甲状腺機能が低下している場合には、内服療法で甲状腺ホルモン剤(チラージンS錠)を毎日内服します。普通1日に1〜2錠を飲みます。服用すると腫れも小さくなります。甲状腺の腫大がひどい場合は、手術で甲状腺を切除する場合もあります。

甲状腺ホルモン剤の内服量は、それぞれの患者さんで至適量が異なりますので、自分に一番合った内服量を見つけることが大切です。

甲状腺ホルモンの不足状態は血液検査でわかりますので、甲状腺ホルモン剤を内服し始めた当初は、通院毎に血液検査が必要です。
いったん自分のお薬の量が決まりましたら、それが急に変化することはありませんので、採血も半年から1年に1度位になります。

甲状腺ホルモン剤は、本来自分の甲状腺が作り出すべきホルモンの不足を補うために飲むものですから、至適量を内服している限り副作用は何もありません。
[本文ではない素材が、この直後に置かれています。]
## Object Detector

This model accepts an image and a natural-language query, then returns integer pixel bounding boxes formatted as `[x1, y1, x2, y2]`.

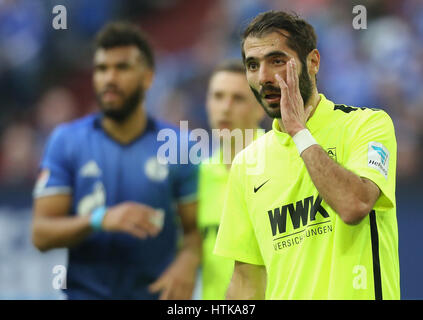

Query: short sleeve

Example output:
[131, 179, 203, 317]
[33, 126, 72, 198]
[214, 152, 264, 265]
[345, 110, 397, 210]
[174, 163, 198, 203]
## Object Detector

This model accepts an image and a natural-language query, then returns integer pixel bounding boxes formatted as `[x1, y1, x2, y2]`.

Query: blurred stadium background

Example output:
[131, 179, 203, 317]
[0, 0, 423, 299]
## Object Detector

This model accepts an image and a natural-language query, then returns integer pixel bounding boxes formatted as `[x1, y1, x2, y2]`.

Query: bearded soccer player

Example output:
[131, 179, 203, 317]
[215, 11, 400, 299]
[33, 22, 201, 299]
[198, 60, 264, 300]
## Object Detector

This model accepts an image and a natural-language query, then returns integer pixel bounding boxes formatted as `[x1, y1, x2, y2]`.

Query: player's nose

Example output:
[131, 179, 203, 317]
[258, 63, 275, 86]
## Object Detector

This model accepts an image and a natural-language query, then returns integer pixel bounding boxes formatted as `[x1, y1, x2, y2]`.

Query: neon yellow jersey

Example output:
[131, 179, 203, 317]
[197, 129, 264, 300]
[198, 150, 234, 300]
[214, 95, 400, 299]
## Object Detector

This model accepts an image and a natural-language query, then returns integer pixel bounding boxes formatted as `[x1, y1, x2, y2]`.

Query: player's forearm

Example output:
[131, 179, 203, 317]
[301, 145, 375, 224]
[226, 261, 266, 300]
[32, 216, 92, 251]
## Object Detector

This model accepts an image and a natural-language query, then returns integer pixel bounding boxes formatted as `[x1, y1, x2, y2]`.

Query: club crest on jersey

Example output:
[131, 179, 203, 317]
[34, 169, 50, 193]
[367, 141, 389, 179]
[144, 157, 169, 182]
[79, 160, 101, 177]
[326, 147, 337, 162]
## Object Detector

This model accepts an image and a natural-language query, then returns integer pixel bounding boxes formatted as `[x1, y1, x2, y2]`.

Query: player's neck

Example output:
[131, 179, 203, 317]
[222, 126, 260, 170]
[278, 88, 320, 132]
[102, 103, 147, 144]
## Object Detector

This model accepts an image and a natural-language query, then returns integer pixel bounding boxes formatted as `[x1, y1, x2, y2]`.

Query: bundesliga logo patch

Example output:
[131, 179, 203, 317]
[367, 141, 389, 179]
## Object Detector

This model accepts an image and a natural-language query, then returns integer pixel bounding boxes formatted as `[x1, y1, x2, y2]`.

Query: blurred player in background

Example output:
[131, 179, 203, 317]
[33, 22, 201, 299]
[215, 11, 400, 299]
[198, 60, 264, 300]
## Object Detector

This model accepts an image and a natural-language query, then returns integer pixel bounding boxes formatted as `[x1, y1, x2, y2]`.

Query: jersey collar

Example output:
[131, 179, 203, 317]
[272, 93, 333, 146]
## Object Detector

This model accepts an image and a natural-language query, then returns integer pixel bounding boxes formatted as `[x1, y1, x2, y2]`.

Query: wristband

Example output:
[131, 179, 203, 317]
[292, 129, 317, 156]
[90, 206, 107, 231]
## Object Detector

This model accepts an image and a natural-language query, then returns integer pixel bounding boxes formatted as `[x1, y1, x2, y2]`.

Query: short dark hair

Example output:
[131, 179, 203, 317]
[95, 21, 154, 69]
[241, 10, 317, 63]
[212, 59, 245, 75]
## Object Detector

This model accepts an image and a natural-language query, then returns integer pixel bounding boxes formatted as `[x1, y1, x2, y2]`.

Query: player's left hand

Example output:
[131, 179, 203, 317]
[149, 251, 198, 300]
[275, 58, 313, 137]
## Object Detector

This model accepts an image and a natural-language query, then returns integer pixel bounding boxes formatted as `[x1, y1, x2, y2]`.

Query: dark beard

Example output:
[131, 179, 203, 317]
[97, 86, 144, 123]
[250, 62, 313, 119]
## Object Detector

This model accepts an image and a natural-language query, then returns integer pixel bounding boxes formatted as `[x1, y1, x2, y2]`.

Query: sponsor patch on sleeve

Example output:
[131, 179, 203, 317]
[367, 141, 389, 179]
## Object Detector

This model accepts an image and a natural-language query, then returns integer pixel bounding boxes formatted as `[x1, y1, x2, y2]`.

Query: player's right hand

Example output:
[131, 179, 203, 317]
[102, 202, 161, 239]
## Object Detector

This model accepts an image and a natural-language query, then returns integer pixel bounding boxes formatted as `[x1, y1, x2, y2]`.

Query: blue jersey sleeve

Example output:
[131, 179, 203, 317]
[33, 125, 72, 198]
[173, 133, 199, 203]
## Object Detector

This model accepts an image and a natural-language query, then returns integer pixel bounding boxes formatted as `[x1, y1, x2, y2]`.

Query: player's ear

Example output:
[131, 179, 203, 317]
[307, 49, 320, 78]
薬は数カ月から数年の間だけ飲んだら後はいらなくなる人もまれにありますが、多くの場合は一生薬を続けなければなりません。
薬を飲むことは目が悪い人が眼鏡をかけるのと似ています。 眼鏡がないと色々と不都合がでますが、眼鏡さえかけていれば何も問題はありません。

飲み忘れなどが無いように継続して下さい。

血液中の甲状腺ホルモンが正常化すれば、 甲状腺機能低下症の症状はとれてきます。 ホルモンが正常化しても症状が残る場合は、橋本病が原因ではありませんので、他の原因を考える必要がありますね。